# Memphis store clerk gets 22 years for shooting shoplifter.



## BackyardCowboy (Aug 27, 2014)

Teenager grabbed a beer and ran off, got shot by store clerk and died.

Video here: https://news.yahoo.com/store-clerk-sentenced-22-years-144239562.html


----------



## W1bowo (Aug 25, 2019)

thanks


----------



## Slowalkintexan (Feb 6, 2007)

I think the point that might be missed, is it is NOT a good idea for a 17 yr old to try to steal a beer.


----------



## Goldwing (Nov 5, 2014)

Slowalkintexan said:


> I think the point that might be missed, is it is NOT a good idea for a 17 yr old to try to steal a beer.

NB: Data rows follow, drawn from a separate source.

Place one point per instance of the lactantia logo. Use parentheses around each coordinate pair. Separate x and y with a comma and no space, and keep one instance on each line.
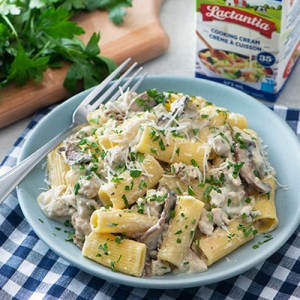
(234,15)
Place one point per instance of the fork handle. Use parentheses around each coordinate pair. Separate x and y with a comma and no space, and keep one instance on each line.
(14,176)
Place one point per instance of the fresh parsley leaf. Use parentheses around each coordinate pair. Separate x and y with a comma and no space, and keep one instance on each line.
(39,34)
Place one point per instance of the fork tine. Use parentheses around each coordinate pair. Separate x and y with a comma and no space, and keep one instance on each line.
(107,94)
(127,83)
(91,96)
(138,83)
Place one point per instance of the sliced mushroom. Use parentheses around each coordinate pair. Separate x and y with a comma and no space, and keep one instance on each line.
(151,236)
(244,155)
(74,154)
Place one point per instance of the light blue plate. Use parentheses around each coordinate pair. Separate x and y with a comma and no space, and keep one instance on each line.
(284,155)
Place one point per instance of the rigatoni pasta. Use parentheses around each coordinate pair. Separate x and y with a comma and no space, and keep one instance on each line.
(161,182)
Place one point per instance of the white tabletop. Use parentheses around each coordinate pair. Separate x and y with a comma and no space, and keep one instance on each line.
(178,20)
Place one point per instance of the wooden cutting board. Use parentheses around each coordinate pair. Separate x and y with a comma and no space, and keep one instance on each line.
(140,37)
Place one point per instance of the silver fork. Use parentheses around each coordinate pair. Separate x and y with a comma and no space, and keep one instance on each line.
(13,177)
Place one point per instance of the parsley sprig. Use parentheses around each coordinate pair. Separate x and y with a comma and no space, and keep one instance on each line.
(37,35)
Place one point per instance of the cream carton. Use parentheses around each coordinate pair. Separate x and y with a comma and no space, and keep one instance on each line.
(251,45)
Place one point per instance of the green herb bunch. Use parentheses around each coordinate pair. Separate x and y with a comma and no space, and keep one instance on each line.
(39,34)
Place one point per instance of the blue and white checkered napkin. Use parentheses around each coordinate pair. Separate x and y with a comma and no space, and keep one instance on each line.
(30,270)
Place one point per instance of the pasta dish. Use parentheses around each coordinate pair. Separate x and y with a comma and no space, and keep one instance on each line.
(161,182)
(236,67)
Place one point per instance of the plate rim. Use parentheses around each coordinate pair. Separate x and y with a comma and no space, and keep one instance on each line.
(159,282)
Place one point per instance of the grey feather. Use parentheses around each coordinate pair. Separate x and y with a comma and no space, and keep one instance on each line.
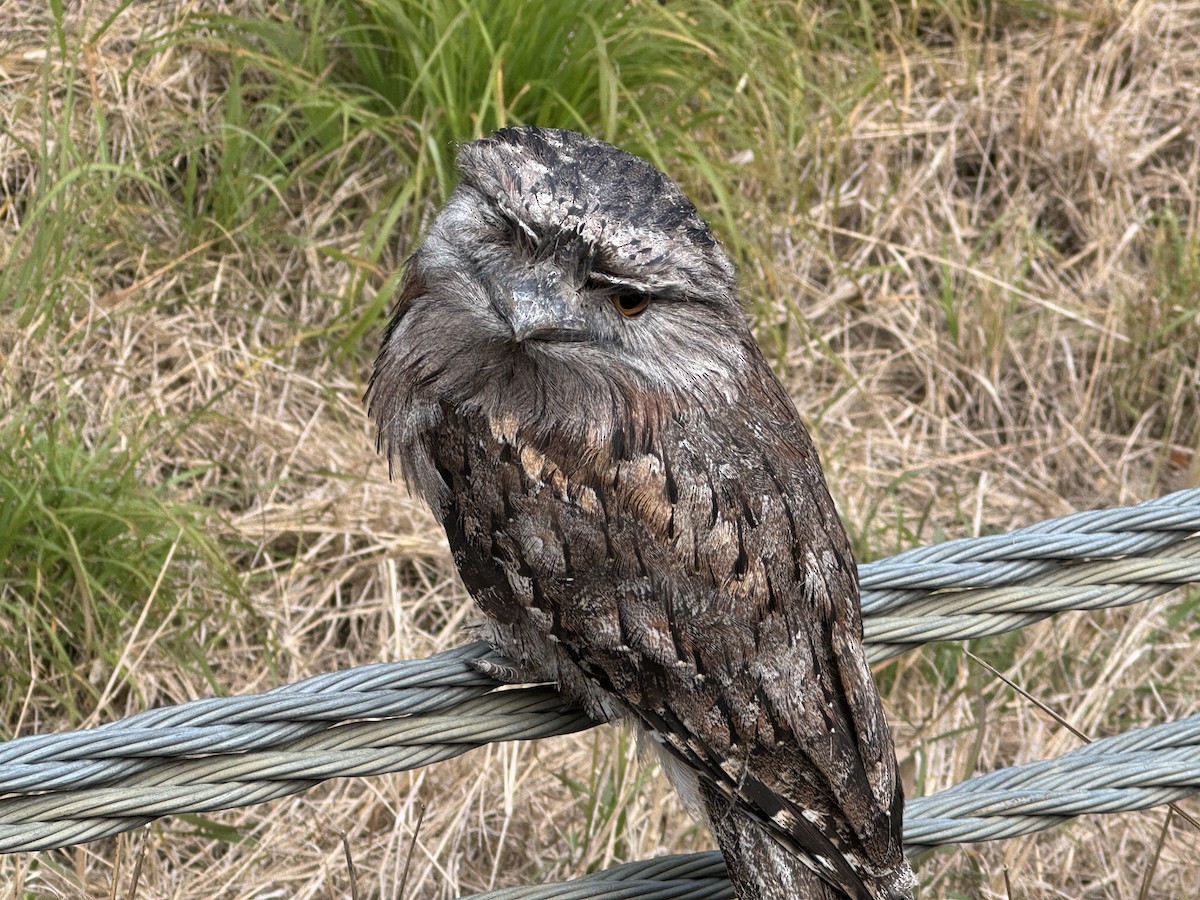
(635,505)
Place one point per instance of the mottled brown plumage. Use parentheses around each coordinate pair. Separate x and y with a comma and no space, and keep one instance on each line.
(634,503)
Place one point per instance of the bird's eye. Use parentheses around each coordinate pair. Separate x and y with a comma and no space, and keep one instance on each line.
(630,304)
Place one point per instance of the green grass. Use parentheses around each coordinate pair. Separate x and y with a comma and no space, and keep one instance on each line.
(203,221)
(97,562)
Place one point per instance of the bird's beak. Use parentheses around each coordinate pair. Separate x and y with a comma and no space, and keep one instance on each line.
(541,307)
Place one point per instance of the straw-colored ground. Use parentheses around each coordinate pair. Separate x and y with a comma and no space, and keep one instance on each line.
(996,255)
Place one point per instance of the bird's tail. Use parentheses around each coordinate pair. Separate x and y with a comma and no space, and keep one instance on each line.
(762,869)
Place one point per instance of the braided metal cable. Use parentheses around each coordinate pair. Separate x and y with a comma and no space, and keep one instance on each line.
(1134,771)
(975,587)
(57,790)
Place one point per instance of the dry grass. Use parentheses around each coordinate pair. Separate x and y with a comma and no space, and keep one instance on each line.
(996,255)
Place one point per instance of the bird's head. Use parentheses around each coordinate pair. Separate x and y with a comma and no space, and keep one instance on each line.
(563,281)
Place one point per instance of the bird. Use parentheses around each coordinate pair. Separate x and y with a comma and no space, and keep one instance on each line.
(570,382)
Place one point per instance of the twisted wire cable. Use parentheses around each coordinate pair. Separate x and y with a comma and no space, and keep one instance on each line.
(1128,772)
(57,790)
(976,587)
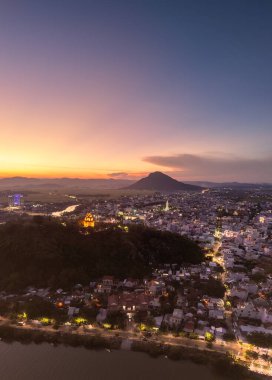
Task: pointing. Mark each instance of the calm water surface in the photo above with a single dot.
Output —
(45, 362)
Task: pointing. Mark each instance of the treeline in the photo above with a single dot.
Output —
(45, 253)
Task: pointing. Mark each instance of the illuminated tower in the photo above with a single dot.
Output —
(88, 221)
(166, 208)
(15, 200)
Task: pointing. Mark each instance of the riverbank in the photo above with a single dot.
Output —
(221, 363)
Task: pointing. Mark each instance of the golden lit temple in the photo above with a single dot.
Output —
(88, 221)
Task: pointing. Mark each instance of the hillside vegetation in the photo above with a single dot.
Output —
(45, 253)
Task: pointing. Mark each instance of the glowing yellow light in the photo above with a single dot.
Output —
(88, 221)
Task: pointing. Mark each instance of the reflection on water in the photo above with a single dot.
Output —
(45, 362)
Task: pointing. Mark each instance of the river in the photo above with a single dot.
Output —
(44, 362)
(68, 209)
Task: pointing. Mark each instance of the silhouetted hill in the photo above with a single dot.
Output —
(158, 181)
(44, 253)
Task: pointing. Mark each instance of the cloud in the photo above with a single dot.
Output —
(216, 167)
(118, 174)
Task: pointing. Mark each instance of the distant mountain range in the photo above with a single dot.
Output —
(231, 185)
(14, 183)
(155, 182)
(158, 181)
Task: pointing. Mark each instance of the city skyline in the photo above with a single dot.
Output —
(101, 89)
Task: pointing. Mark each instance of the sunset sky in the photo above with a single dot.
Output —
(96, 88)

I cannot argue that, but if you can justify shooting someone over a can of beer, you should not carry a gun.

GW


----------



## pic (Nov 14, 2009)

Unbelievable action, sounds like middle eastern justice


----------



## Goldwing (Nov 5, 2014)

pic said:


> Unbelievable action, sounds like middle eastern justice


I suspect that in some of these cases there are shooters that are trying to even the score on prior altercations. If a 17 year old stole a beer from my employer I would ignore it rather than waste time looking for justice over such trivia.
A week or two ago we had a story here about a guy getting killed for shoplifting a chainsaw. I do not believe that is a capital crime.
Simply said, if the bad guy did a bad thing but is no longer a threat, don't shoot him. If a bad guy is armed and threatening you or your own, do what you must.

GW


----------



## pic (Nov 14, 2009)

Even law enforcement wouldn't be justified, that's why good law enforcement carries tasers, mace, bean bag projectiles. 
If the aggression doesn't involve an instrument or you're not getting beat down. You're accountable for every action when the police are involved. 
Wait til the attorneys get involved, lmao


----------